Christoph Laimer

Christoph Laimer ist Chefredakteur von dérive.


Selten wurde in den letzten Jahren so nachdrücklich bewiesen, welch wichtige Funktion der öffentliche Raum für die gesellschaftspolitische Auseinandersetzung erfüllt wie in den letzten Wochen und Monaten in den arabischen Ländern. Wer hatte bisher schon eine Ahnung davon, wie zentrale Plätze in Manama/Bahrain oder Kairo heißen? Mittlerweile ist der Tahrir-Platz, der bereits vor dem Umsturz „Platz der Befreiung“ hieß, in aller Munde. Fast täglich sehen wir Bilder von Demonstrationen auf den Straßen von Sanaa, Bengasi und immer öfter auch aus Städten in Syrien, Algerien, Saudi-Arabien und weiteren Staaten. Es zeigt sich auch, dass facebook, twitter, youtube und Co. den öffentlichen Raum nicht ersetzen, sondern ihn vielmehr zu ergänzen vermögen. Die Online-Kommunikationsmittel eignen sich gut, um Informationen zu verbreiten, Treffen zu koordinieren und über Ereignisse zu berichten. Ohne mächtige Demonstrationen und Kundgebungen auf Straßen und Plätzen, die der landeseigenen und der Weltbevölkerung die Berechtigung und Dringlichkeit der Forderungen vor Augen halten, hätte es in Tunesien und Ägypten jedoch sicherlich weder Rücktritt noch Umsturz gegeben. Bleibt zu hoffen, dass noch weitere Despoten den Flieger besteigen müssen und es in der Folge möglich wird, langfristig freie Gesellschaften zu etablieren, die den Menschen die Chance bieten, ihr Leben nach individuellen Vorstellungen zu gestalten. Nachdenklich sollten die Bilder der letzten Wochen auch die Zivilgesellschaften in den westlichen Ländern stimmen: Es wäre sicher nicht von Schaden, die beeindruckenden Revolten in der arabischen Welt zum Anlass zu nehmen, sich Gedanken über die Grundlagen, Einschränkungen und Fehl­entwicklungen der eigenen Gesellschaften zu machen.

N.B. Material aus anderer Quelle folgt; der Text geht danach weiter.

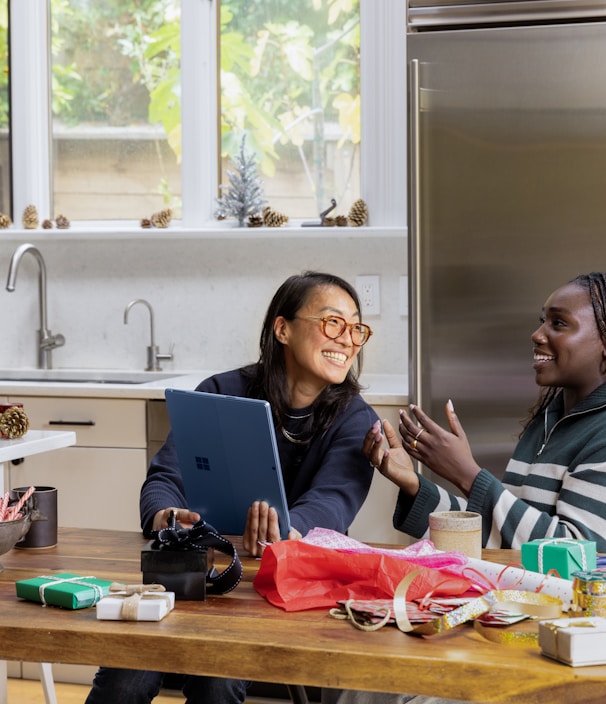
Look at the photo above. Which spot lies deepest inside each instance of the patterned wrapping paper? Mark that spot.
(490, 575)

Die vorliegende Ausgabe, dérive 43, beginnt mit einem Artikel über Murals in Belfast des Grazer Historikers und Fotokünstlers Mario Liftenegger und setzt damit das Thema Kommunikation auf Hausmauern fort, das Peter Wendl in der letzten Ausgabe von dérive mit The Mythological City begonnen hat. Besonders interessant zeigen sich die Veränderungen, welche Murals im Laufe der Jahrzehnte parallel zu den politischen Verhältnissen erfahren haben. Lifteneggers Text beinhaltet daher auch einen Rückblick auf die jüngste Geschichte Nordirlands und ihre politischen Kämpfe.

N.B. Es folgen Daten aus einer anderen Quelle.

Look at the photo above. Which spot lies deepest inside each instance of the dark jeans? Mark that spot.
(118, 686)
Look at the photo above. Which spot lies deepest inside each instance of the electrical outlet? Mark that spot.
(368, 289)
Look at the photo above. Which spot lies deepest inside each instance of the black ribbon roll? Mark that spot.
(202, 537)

Roland Tusch zeichnet in seiner Analyse der Städtebaulichen Strukturen in Warschau ein Bild der polnischen Hauptstadt am Beginn des 21. Jahrhunderts und schildert die vielen unterschiedlichen Stile und Epochen zwischen sozialistischem Realismus und Investorenstädtebau, Nachkriegs- und Antimoderne, Tabula Rasa und Rekonstruktion, die Warschau in den letzten Jahrzehnten geprägt haben. Thomas Lenz betitelt seinen Beitrag mit dem Karl Kraus-Zitat „Walhalla ist ein Warenhaus“ und widmet sich den Debatten, die mit der Eröffnung der ersten Warenhäuser in deutschen Großstädten zwischen Kleinhandels-Proletariern und Warenhauskapitalisten geführt wurden und schließlich zur Erfindung des Mittelstands führten. Ausgangspunkt für diese Auseinandersetzung sind die Unterschiede in der Entwicklung und der Ausprägung der Moderne zwischen den angloamerikanischen Ländern und Deutschland.

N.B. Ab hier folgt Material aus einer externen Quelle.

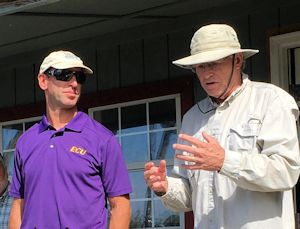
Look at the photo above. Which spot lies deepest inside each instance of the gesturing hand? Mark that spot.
(206, 155)
(155, 177)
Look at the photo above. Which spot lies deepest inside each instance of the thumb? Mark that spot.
(208, 138)
(162, 166)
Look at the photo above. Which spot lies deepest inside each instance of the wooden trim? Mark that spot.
(184, 86)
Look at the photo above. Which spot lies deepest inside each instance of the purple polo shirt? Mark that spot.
(65, 176)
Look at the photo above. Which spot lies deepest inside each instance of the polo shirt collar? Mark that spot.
(76, 124)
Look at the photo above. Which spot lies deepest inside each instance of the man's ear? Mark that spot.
(42, 79)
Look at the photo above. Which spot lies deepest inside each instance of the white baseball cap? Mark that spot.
(63, 60)
(213, 42)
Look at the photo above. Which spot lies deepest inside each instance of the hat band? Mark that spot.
(199, 48)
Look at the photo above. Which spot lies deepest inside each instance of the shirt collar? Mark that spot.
(209, 104)
(76, 124)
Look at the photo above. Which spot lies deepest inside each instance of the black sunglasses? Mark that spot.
(66, 74)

Rund hundert Jahre später gibt es in Berlin wieder eine Debatte um ein Warenhaus, diesmal ist es nicht das Kaufhaus Wertheim, sondern das Dong Xuan Center in Berlin Lichtenberg, das hauptsächlich von vietnamesischen Geschäftsleuten und KundInnen betrieben und frequentiert wird. Benjamin Kasten, Ricarda Pätzold und Nikolai Roskamm zeigen auf, welche unterschiedlichen Auffassungen zwischen Stadtpolitik und Stadtplanung im Spannungsfeld zwischen Zentrenschutz und städtebaulich unerwünschtem Wildwuchs sowie den speziellen Voraussetzungen, Notwendigkeiten und berechtigten Anliegen, die es für ein funktionierendes ethnisches Unternehmen wie das Dong Xuan Center gibt, bestehen.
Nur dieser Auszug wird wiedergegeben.